注意encode围绕参数名称和值的函数,然后是整个查询字符串。Space 应该以%2520,而不仅仅是%20.
回答by Zain Shaikh
I found the solution and it works for me, You must add the following paramters in the request header and it should look like following (c# code), donot use & sign, instead separate parameters by comma(,) sign. and you must add the word "OAuth" in the beginging.
我找到了解决方案,它对我有用,您必须在请求标头中添加以下参数,它应该如下所示(c# 代码),不要使用 & 符号,而是用逗号 (,) 符号分隔参数。并且您必须在开头添加“OAuth”一词。

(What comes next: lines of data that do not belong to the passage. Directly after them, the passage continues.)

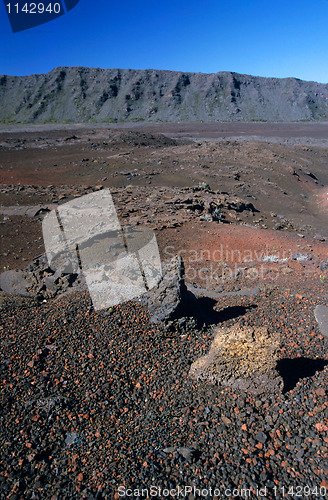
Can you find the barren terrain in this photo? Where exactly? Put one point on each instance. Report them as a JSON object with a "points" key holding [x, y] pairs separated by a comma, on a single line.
{"points": [[245, 205]]}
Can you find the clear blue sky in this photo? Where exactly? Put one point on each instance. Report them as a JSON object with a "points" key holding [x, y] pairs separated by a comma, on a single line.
{"points": [[279, 38]]}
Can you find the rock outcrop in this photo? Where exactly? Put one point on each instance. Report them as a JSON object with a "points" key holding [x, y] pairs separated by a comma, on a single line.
{"points": [[241, 358], [108, 95]]}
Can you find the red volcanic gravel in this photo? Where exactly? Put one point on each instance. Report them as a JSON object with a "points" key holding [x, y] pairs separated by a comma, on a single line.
{"points": [[97, 402]]}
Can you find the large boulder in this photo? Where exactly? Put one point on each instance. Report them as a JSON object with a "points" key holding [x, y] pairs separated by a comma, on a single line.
{"points": [[166, 299], [243, 358]]}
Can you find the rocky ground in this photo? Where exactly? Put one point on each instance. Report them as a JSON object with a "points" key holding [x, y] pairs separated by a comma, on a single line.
{"points": [[96, 402]]}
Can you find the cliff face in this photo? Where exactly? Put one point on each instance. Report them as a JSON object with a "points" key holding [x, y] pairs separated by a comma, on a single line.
{"points": [[91, 94]]}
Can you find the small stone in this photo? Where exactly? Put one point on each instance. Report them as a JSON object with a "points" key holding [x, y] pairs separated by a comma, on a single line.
{"points": [[170, 449], [186, 452], [226, 420], [261, 436]]}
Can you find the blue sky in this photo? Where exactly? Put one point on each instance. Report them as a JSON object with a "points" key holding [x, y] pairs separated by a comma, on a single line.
{"points": [[263, 38]]}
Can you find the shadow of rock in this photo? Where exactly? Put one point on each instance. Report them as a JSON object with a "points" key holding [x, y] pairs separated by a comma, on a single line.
{"points": [[293, 370], [202, 309]]}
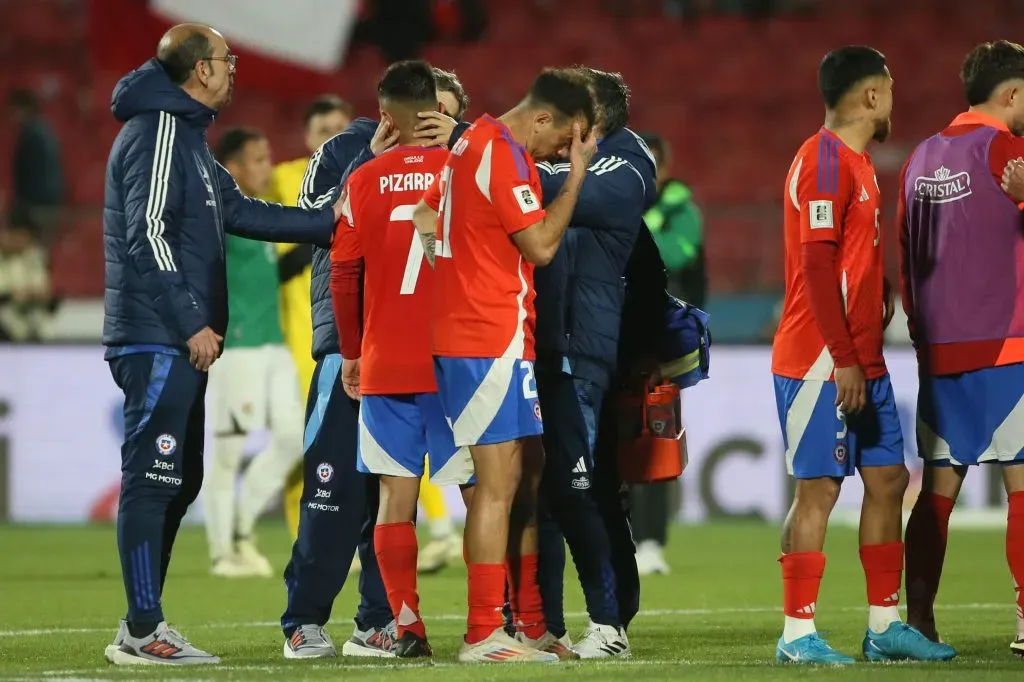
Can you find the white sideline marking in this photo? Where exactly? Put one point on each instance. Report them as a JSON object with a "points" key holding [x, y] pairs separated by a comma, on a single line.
{"points": [[667, 612]]}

httpWebRequest.Headers[System.Net.HttpRequestHeader.Authorization] = "OAuth oauth_consumer_key=\"hAnZFaPKxXnJqdfLhDikdw\", oauth_nonce=\"4729687\", oauth_signature_method=\"HMAC-SHA1\", oauth_timestamp=\"1284821989\", oauth_token=\"17596307-KH9iUzqTxaoa5576VjILkERgUxcqExRyXkfb8AsXy\", oauth_version=\"1.0\", oauth_signature=\"p8f5WTObefG1N9%2b8AlBji1pg18A%3d\"";
httpWebRequest.Headers[System.Net.HttpRequestHeader.Authorization] = "OAuth oauth_consumer_key=\"hAnZFaPKxXxXnJqdfLhDikdw\", oauth_nonce=\"4729687\", oauth_signature_method=\"HMAC-SHA1\",28othken\"28uth1\", =\"17596307-KH9iUzqTxaoa5576VjILkERgUxcqExRyXkfb8AsXy\", oauth_version=\"1.0\", oauth_signature=\"p8f5WTObefG1N9%2b8AlBji1d";
and other parameters like 'status' should be written in the body of the request.
和其他参数如“状态”应该写在请求的正文中。